AK Parti Gençlik Kolları Genel Başkanı ve İzmir Milletvekili Eyyüp Kadir İnan'a yönelik eleştirilerde bulunan CHP'li Bakan, "Seçim kampanyasını sadece Cumhurbaşkanı adayımız yürütmüyor, 6 lider ve 2 Büyükşehir Belediye Başkanımız yürütüyor. Yani Cumhurbaşkanı adayımız ve 7 Cumhurbaşkanı Yardımcımız bir kampanya yürütüyor. Bunun ne kadar etkili olduğunu yapılan provokasyonlardan anlayabiliyoruz biz. Erzurum'da yapılan provokasyon, iktidardaki kaybetme korkusu. Saldırganlıklar arttı, belaltı siyaseti yapıyorlar. Ben bu kapsamda özellikle genç siyasetçiler için çok üzülüyorum. Süleyman Soylu'nun öğrenciliğini yapıyor Eyyüp Kadir İnan.
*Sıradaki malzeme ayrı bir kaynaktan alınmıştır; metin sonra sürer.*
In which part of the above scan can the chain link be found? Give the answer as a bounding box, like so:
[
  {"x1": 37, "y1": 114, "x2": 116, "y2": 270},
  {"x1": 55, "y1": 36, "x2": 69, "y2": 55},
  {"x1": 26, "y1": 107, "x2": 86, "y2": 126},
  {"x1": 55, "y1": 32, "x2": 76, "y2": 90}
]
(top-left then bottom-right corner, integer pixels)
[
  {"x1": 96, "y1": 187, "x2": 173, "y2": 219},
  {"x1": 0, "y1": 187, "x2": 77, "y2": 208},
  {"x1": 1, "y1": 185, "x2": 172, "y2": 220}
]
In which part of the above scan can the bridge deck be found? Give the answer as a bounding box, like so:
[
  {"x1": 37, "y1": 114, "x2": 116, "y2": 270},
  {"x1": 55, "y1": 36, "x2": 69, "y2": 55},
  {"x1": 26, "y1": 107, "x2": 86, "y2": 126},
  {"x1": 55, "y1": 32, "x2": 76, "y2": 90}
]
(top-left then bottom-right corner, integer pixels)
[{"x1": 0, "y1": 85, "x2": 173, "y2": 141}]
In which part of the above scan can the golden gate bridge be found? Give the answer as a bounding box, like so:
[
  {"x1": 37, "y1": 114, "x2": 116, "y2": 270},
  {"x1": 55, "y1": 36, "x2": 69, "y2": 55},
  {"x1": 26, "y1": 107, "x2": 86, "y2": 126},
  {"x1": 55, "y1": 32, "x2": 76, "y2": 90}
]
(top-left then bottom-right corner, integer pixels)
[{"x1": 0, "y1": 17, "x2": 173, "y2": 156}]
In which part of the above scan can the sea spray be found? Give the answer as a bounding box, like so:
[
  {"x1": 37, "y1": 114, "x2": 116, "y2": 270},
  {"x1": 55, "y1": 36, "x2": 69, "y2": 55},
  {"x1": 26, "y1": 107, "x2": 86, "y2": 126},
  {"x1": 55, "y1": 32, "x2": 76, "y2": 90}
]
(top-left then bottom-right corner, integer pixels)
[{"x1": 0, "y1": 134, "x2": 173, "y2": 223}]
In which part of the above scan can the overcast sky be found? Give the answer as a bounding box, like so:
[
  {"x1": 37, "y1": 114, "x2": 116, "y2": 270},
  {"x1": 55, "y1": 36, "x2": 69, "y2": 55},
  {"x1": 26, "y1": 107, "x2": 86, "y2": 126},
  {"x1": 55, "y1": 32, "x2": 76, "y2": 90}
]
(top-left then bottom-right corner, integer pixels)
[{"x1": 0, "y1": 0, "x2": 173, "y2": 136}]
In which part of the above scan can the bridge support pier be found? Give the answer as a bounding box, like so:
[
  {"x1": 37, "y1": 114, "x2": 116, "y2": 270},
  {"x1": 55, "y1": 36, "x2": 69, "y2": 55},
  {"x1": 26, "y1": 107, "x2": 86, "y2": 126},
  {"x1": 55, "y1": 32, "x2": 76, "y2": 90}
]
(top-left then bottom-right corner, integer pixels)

Hamza Dağ da gençlik kollarından gelmişti, biz 8 yıldır milletvekilliği yapıyoruz karşılıklı, nezaket sınırlarını hiç aşmamışızdır. Eyyüp Kadir İnan, nezaketi, terbiye sınırlarını aşan birinci sıra adayı, vekil olacak, siyasetin etik, ahlaki değerlerinden yoksun şekilde siyaset yapıyor. Ben buna üzülüyorum, bizim alışık olduğumuz bir şey değil bu. Herhalde kaybetme psikolojisi diye düşünüyorum. AKP değerlerini tamamen kaybetti. Kurulduğunda söylediği değerleri tamamen kaybetti ve iktidardan da gidecek" ifadelerini kullandı. 

"BİZ KAZANACAĞIZ"

"Bu seçim Türkiye'de bir siyasi parti tercihi, bir ideoloji tercihi değil" diyen Murat Bakan, "Bu seçim 'Türkiye'de demokrasi mi olacak, otoriter rejim mi olacak, Türkiye'de düşünce özgürlüğü mü olacak yoksa 17 yaşındaki çocuklar gecenin 3'ünde gözaltına mı alınacak; insanlar huzur ve refah içinde mi yaşayacak, kutuplaşma bitecek, herkes yeniden kardeş olduğunu hatırlayacak mı yoksa iktidarın üzerine inşa ettiği kutuplaşma anlayışı devam mı edecek. Tercih bir ideoloji tercihi değil. Baktığınızda radikal siyasi partilerin olduğu, HÜDA PAR gibi, Hizbullah'ın uzantısı olan; Yeniden Refah gibi kadınların temel haklarını kısıtlamaya çalışan, adı tamamen yolsuzlukla anılan bir AKP; diğer tarafta ise Türkiye'nin makul, mütedeyyin, sosyal demokrat, milliyetçi insanları bir araya geldi. Dolayısıyla Millet İttifakı'nın ve Cumhurbaşkanı olarak da Kemal Kılıçdaroğlu'nun tercih edilmesi Türkiye'de makulün ve geleceğin yeniden inşa edileceğini gösteriyor. Biz kazanacağız, şüphesiz..." diye konuştu. 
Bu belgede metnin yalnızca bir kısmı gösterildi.